I dont have much experience but it is slightly different.

I have a Carolina Storm wheel (from LarryT). When you order it, it comes with a litter pan to put under it. Truffle (and many other hedgies) goes when he runs on his wheel. The "excess" flies out of the wheel and in to the litter pan (I have Yesterdays News cat litter in it). He now goes either in his wheel or in the litter directly. No where else. I did not really train him, he trained himself (he is about 3 1/2 months old, I have had him just over a month). He had never had a wheel when i got him but right away he got on an has really never made another mess in his cage. Though sometimes he poops on me :shock:


----------



## pearlthehedgie (Feb 15, 2011)

I've had the same experience as Critter Heaven.

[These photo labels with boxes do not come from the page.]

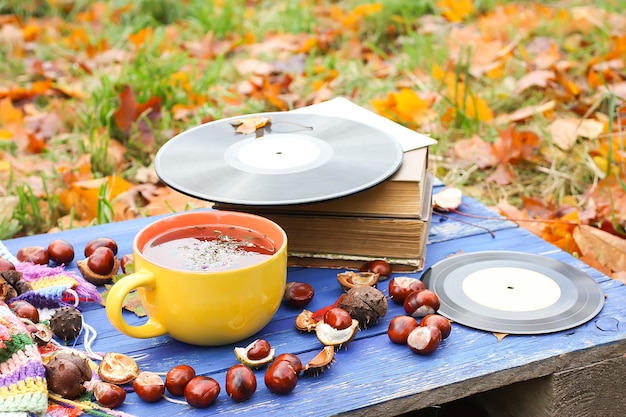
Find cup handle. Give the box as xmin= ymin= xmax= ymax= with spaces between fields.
xmin=106 ymin=269 xmax=167 ymax=339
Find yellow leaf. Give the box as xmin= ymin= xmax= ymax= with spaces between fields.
xmin=437 ymin=0 xmax=474 ymax=22
xmin=549 ymin=118 xmax=604 ymax=151
xmin=231 ymin=116 xmax=272 ymax=135
xmin=573 ymin=225 xmax=626 ymax=271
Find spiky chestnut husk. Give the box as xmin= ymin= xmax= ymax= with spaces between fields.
xmin=44 ymin=353 xmax=93 ymax=400
xmin=50 ymin=306 xmax=83 ymax=343
xmin=339 ymin=285 xmax=387 ymax=329
xmin=76 ymin=256 xmax=120 ymax=285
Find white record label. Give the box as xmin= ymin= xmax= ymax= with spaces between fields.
xmin=462 ymin=267 xmax=561 ymax=311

We use the Carolina Storm Wheel w/ litter pan under it lined w/ Yesterday's News. Pearl learned quite quickly to go to the litter pan. Once in a while I will find one outside the pan, but generally she goes in the litter pan. When we were teaching her, we'd pick up any waste we found in her cage and put it in the litter pan so she'd get the idea. 

She still poops on us and also of course in the bath water, but when she's in her cage she goes in the litter pan.


----------



## ReginasMommy (Apr 13, 2011)

I did not really try to potty train Regina. I put a paper towel underneath her bucket wheel, because she poops on the wheel a lot, but when she doesn't poop on the wheel, she goes over to the corner where the paper towel is and does her business over there anyway. Sometimes, though, she likes to crawl under the paper towel and poop on the liner (but they're always easy to clean up, luckily). Once or twice she has pooped under her hedgie bag (silly girl), but never in it.


----------



## katherinetaylor (Apr 13, 2011)

Thats great to hear that everyone had such luck with their hedgies going to the bathroom in one area or in a pan/on a towel. I think there's hope for little Fredrick yet! I think I must invest in a Storm Wheel pretty soon too, I was thinking about buying a hedgehog safe wheel from the pet store I bought him at but a CSW sounds much better. Thanks everyone!


----------